Bei allen drei Patienten hat A das Recht, den Umstand der verkehrsrechtlichen Ungeeignetheit
der Verkehrsbehörde mitzuteilen.
Im Fall von Patient E dürfte A zur Mitteilung an die Verkehrsbehörde sogar verpflichtet sein, mit der Folge, dass er bei Nichtmitteilung für einen von E verursachten Unfall mitverantwortlich ist und sowohl zivil- als auch strafrechtlich haftet. In diesem Fall hat A nämlich anders als bei P und D durch sein Handeln selbst pflichtwidrig einen gefahrerhöhenden Umstand geschaffen, indem er E die Medikamente verschrieb, obwohl dieser angab, trotzdem am Straßenverkehr teilzunehmen. Die Einzelheiten sind hier umstritten. Um einer Haftung jedoch sicher zu entgehen, sollte A in solchen Fällen entweder die Medikamente nicht verschreiben oder dann die zuständigen Stellen sofort informieren.
Im Rahmen der Behandlung wird ein Arzt immer wieder einmal Umstände bei seinem Patienten feststellen, die diesen als ungeeignet zum Führen von Kraftfahrzeugen erscheinen lassen. Es stellt sich dann die Frage, ob der Arzt in dieser Situation die Verkehrsbehörden über den Befund informieren darf, wenn der Patient ihn nicht von der Verschwiegenheitspflicht entbindet. Besondere Aufmerksamkeit hat diese Fragestellung nach dem Flugzeugunglück in den französischen Alpen erfahren.
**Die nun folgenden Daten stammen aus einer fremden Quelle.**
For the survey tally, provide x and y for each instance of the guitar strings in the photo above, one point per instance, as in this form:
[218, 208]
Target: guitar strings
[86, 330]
Der Bundesgerichtshof hat bereits in einem Urteil vom 08.10.1968, Az.: VI ZR 168/67 entschieden, dass in Fällen, in denen sich der Befund oder ein verschriebenes Medikament ernsthaft auf die Verkehrstüchtigkeit des Patienten auswirken und dieser trotz entsprechender Aufklärungs- und Überzeugungsbemühungen des Arztes uneinsichtig ist und weiter am Straßenverkehr teilnehmen will, die Verkehrsbehörde durch den Arzt informiert werden darf.
Der Arzt ist also zur Mitteilung an die Verkehrsbehörde berechtigt. Er ist dabei auf dasjenige beschränkt, was zur Abwendung der Gefahr unbedingt nötig ist. In der Regel wird dafür die Angabe genügen, dass er konkrete Anhaltspunkte dafür hat, dass sein Patient nicht zum Führen von Kraftfahrzeugen geeignet ist. Eine Mitteilung der einzelnen Befunde wird für gewöhnlich nicht notwendig sein und ist daher vom Rechtfertigungsgrund nicht gedeckt. Eine Verpflichtung zur Mitteilung besteht indes für den Arzt richtigerweise nicht, soweit er an der Gefährdungslage nicht mitgewirkt hat.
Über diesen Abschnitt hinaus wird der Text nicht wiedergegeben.